Lesson 2 In-Class Discussion ✅

RajeshMappu · October 31, 2018, 4:07am

with torch no_grad to be precise, and it just stops tracking all history of gradients. As after calculation it wasn’t needed in that lines of code. And then we are randomizing gradients with grad.zero_

Short answer, Yes. And to be precise, randomize the gradients before next loss function calculation.

Mauro · October 31, 2018, 4:07am

Ok. I’ll go back to it. Thanks.

Taka · October 31, 2018, 4:09am

grad.zero_ doesn’t ‘randomize’ gradients. It just sets them to zero in place.

Kirito · October 31, 2018, 4:09am

use conda install -c conda-forge ffmpeg solve the problem

sgugger · October 31, 2018, 4:10am

I’m talking about the unperfectness of the mini-batch as a representation of the whole dataset. One of the reason it may not be a prefect representaiton of the dataset is because it’s… too perfect

jm0077 · October 31, 2018, 4:10am

when the learner is training over several epochs, each epoch grabs differents batches of the whole data?

Benudek · October 31, 2018, 4:11am

you solved that? having same issue

shriram.jaju · October 31, 2018, 4:11am

The recorded live stream is missing initial 20-30 min.

ymittal23 · October 31, 2018, 4:11am

@sgugger Can you please help me with this

Taka · October 31, 2018, 4:14am

An epoch is basically one complete training pass over all of the training data.So, each epoch grabs all of the training data once, but may have different mini-batches within the epoch.

jm0077 · October 31, 2018, 4:17am

just to clarify, it means that for example epoch 1 and epoch 2, have differents minibatches of the same data, right?

Taka · October 31, 2018, 4:18am

Depends on how the mini-batches were determined…if it is random (like here), yes!

jm0077 · October 31, 2018, 4:22am

maybe is already responded previously, but how can I be sure that every epoch grabs the mini-batches in a random way?

PierreO · October 31, 2018, 4:25am

What’s the difference between that and starlette ?

Taka · October 31, 2018, 4:25am

I think that’s taken care of for you in fastai . I don’t know exactly how its split though…yet to dig into the source code/docs.

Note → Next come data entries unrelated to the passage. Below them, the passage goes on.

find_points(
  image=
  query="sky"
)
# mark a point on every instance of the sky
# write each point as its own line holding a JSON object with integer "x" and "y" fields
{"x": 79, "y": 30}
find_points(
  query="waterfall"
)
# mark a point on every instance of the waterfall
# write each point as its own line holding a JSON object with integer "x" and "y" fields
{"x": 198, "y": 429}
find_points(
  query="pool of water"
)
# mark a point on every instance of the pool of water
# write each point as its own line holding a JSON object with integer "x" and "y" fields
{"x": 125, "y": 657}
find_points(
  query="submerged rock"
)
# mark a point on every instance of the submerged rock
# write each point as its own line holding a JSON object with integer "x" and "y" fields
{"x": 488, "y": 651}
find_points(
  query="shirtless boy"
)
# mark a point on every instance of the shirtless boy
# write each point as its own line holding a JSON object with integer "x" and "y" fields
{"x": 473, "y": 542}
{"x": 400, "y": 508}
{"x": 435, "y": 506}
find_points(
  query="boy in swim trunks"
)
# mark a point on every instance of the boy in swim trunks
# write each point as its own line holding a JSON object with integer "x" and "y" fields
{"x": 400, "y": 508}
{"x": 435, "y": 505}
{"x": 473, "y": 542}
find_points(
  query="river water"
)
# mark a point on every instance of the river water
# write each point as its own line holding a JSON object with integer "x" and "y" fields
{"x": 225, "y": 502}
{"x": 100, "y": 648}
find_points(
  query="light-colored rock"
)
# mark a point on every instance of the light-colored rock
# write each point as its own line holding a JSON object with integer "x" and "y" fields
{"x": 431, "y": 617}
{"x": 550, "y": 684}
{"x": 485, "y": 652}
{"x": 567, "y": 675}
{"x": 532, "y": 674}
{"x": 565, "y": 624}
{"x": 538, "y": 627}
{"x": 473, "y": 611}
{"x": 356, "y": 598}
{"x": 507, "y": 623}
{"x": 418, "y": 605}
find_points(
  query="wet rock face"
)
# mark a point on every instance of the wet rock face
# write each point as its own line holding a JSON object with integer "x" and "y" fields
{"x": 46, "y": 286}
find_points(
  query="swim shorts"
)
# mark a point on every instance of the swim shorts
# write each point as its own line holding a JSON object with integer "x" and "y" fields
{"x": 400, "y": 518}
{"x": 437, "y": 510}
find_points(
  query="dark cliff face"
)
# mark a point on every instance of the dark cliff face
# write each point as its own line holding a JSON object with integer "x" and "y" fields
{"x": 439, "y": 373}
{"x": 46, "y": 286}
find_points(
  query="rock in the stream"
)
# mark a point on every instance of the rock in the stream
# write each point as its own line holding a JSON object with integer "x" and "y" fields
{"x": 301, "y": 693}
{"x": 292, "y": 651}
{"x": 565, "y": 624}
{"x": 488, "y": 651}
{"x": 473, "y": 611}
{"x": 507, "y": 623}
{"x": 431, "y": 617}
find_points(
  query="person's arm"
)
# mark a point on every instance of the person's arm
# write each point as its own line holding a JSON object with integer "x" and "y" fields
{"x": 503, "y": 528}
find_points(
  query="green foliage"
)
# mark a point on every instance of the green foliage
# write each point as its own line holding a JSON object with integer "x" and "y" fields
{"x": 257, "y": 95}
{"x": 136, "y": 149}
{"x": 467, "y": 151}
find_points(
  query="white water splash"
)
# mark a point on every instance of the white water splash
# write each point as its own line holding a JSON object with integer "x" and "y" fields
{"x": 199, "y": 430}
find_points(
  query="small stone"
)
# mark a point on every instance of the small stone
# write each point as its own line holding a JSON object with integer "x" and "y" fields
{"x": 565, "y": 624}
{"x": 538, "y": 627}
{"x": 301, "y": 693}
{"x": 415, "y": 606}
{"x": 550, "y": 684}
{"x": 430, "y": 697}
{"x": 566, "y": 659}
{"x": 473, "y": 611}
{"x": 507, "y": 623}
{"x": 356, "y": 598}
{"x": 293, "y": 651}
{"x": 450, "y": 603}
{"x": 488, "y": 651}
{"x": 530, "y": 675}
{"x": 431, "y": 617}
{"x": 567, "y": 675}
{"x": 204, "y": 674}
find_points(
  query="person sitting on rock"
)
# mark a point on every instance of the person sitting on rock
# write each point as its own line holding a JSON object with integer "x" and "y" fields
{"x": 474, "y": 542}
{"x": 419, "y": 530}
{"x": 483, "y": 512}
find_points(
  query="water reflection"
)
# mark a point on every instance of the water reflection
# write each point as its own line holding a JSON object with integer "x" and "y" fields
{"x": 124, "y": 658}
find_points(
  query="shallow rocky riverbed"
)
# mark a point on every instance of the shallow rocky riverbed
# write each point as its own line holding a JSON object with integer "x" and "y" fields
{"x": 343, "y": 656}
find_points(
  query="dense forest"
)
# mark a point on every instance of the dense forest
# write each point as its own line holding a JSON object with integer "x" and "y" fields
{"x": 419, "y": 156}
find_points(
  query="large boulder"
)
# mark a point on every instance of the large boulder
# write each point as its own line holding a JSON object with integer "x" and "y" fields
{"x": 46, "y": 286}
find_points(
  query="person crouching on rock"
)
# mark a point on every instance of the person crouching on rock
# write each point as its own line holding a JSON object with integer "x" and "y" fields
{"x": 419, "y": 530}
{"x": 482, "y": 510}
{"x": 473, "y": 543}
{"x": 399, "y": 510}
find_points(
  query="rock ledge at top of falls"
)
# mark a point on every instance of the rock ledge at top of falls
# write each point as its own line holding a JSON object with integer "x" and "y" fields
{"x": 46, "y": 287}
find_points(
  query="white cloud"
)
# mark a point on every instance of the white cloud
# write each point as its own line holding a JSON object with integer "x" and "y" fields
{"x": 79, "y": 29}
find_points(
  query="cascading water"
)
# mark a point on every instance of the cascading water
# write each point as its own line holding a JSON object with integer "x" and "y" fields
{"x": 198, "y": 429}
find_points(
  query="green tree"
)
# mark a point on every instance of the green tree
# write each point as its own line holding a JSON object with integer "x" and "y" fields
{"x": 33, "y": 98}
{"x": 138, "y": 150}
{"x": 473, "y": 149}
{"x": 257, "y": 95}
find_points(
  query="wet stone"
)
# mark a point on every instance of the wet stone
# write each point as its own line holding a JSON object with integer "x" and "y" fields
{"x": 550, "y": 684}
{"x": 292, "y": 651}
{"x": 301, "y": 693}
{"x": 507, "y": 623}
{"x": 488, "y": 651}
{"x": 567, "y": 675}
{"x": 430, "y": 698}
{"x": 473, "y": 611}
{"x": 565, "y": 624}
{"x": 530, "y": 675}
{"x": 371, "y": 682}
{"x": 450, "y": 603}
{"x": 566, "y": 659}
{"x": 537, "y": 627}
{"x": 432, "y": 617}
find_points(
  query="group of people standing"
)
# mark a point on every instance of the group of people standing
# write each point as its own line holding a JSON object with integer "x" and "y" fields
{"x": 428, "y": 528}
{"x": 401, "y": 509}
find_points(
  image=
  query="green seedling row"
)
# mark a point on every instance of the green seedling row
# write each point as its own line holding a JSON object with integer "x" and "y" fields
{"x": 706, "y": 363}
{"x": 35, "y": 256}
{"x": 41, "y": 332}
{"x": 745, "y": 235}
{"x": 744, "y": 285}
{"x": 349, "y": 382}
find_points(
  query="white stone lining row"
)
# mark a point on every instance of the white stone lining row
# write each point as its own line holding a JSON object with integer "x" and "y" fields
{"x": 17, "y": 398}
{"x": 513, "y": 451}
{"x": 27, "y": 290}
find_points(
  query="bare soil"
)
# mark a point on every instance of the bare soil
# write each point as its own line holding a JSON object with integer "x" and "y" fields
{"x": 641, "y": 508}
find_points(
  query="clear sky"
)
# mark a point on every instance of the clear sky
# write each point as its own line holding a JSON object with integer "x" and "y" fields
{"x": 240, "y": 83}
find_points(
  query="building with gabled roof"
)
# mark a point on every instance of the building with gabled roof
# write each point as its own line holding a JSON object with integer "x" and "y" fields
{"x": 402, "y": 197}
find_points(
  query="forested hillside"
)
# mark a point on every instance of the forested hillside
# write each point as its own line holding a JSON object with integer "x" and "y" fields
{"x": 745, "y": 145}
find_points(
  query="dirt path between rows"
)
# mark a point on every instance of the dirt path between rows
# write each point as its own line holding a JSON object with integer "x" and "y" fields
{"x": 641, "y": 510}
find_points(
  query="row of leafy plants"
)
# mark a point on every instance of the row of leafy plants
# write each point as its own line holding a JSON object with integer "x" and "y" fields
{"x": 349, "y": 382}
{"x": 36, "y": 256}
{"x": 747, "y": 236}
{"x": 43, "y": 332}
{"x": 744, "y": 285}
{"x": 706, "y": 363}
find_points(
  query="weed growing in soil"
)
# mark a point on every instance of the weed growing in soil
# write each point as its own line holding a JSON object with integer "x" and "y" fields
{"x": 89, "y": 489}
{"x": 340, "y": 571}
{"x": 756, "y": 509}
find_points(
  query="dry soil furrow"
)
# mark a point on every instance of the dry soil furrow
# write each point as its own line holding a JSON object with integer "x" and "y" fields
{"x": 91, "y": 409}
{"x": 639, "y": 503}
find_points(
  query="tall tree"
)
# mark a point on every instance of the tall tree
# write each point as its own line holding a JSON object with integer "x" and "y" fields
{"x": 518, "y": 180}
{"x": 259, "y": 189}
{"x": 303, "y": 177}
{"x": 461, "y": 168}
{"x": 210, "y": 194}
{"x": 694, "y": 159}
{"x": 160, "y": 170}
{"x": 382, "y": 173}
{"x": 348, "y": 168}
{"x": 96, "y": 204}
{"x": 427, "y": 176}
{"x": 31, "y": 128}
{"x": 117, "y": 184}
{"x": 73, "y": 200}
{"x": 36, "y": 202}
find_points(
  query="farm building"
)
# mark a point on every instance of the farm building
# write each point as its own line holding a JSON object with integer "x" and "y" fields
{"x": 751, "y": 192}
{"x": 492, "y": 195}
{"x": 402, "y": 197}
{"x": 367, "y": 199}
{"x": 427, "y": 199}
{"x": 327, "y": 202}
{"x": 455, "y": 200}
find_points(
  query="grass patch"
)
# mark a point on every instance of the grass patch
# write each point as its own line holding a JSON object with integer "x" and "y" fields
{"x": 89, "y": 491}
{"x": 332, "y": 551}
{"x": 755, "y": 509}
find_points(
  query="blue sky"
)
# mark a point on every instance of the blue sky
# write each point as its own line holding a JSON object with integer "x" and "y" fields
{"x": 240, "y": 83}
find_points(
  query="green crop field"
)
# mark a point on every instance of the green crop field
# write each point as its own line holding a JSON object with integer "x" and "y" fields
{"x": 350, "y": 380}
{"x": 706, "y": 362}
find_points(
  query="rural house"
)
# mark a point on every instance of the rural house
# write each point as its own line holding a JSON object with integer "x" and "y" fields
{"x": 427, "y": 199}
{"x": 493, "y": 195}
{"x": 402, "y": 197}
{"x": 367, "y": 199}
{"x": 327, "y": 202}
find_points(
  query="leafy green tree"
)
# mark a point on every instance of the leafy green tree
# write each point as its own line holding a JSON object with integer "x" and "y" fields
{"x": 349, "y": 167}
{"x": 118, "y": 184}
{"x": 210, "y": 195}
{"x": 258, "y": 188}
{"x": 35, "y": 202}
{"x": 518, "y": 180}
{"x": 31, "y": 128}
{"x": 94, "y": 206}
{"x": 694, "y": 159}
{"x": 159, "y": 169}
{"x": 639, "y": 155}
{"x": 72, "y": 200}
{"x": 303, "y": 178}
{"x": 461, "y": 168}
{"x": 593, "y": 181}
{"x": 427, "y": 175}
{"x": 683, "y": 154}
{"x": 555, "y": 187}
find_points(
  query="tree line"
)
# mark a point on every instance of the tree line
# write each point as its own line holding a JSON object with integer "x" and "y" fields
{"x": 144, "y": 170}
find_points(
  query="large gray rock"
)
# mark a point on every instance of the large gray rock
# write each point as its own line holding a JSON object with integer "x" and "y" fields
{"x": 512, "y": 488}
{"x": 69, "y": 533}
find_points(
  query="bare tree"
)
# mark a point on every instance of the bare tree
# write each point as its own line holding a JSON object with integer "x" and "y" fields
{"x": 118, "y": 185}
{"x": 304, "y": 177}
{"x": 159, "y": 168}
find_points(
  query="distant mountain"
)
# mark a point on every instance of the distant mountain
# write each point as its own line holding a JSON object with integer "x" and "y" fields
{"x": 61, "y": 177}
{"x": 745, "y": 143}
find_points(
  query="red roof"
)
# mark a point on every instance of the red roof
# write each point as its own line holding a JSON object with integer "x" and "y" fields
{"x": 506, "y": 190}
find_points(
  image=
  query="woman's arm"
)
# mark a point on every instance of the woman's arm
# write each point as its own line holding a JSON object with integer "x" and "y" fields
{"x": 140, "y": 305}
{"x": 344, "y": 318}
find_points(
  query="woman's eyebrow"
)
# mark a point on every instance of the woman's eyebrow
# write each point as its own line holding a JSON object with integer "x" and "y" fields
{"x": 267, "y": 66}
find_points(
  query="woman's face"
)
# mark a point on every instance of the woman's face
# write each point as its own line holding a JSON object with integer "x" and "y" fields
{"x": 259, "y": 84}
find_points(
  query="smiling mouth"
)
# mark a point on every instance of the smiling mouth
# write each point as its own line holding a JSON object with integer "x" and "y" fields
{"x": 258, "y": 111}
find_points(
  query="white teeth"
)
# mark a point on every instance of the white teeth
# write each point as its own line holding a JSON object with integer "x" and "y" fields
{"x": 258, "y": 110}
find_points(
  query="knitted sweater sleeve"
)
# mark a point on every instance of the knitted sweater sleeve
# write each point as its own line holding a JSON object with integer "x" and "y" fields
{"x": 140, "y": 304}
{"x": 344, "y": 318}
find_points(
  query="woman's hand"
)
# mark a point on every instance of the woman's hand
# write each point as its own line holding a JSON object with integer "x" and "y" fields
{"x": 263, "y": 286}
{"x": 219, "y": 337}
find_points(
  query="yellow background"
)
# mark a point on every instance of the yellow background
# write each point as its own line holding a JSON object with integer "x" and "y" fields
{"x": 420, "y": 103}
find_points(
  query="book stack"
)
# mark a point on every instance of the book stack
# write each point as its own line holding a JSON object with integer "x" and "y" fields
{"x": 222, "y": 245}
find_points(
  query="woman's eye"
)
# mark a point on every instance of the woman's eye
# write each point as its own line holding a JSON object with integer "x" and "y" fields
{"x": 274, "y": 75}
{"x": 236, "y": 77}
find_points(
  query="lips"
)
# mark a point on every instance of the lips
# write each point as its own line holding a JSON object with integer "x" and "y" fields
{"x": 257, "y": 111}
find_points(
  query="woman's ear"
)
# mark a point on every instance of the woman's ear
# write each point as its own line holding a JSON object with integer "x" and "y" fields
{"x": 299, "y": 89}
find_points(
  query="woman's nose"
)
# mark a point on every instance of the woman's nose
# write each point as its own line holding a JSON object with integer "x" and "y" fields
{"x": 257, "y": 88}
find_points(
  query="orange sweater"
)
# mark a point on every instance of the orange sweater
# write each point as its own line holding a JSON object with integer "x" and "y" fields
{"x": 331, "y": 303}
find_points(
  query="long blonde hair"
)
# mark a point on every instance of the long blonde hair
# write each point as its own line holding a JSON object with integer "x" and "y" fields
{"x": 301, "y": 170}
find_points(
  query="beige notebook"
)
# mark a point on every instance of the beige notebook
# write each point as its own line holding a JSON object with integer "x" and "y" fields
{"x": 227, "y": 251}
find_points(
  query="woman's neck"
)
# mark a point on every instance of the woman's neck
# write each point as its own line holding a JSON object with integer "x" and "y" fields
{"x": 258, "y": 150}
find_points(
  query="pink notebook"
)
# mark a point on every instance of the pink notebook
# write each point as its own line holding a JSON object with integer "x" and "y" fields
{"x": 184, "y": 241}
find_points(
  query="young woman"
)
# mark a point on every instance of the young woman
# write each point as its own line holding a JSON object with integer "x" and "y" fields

ram_cse · October 31, 2018, 4:28am

It is already done in fastai. Under the hood it uses shuffle=True for training data and shuffle=False for validation and test data in torch.utils.data.DataLoader.
torch.utils.data.DataLoader

fredguth · October 31, 2018, 5:03am

nope. I didn’t

avishalom · October 31, 2018, 5:04am

Is the stream down, is it down just for me?

PierreO · October 31, 2018, 5:05am

The stream has ended but the video is still available at the same link, and it’s working for me.

larcat · October 31, 2018, 5:08am

It did for me as well. I’ve got a post up in the gradient thread about it.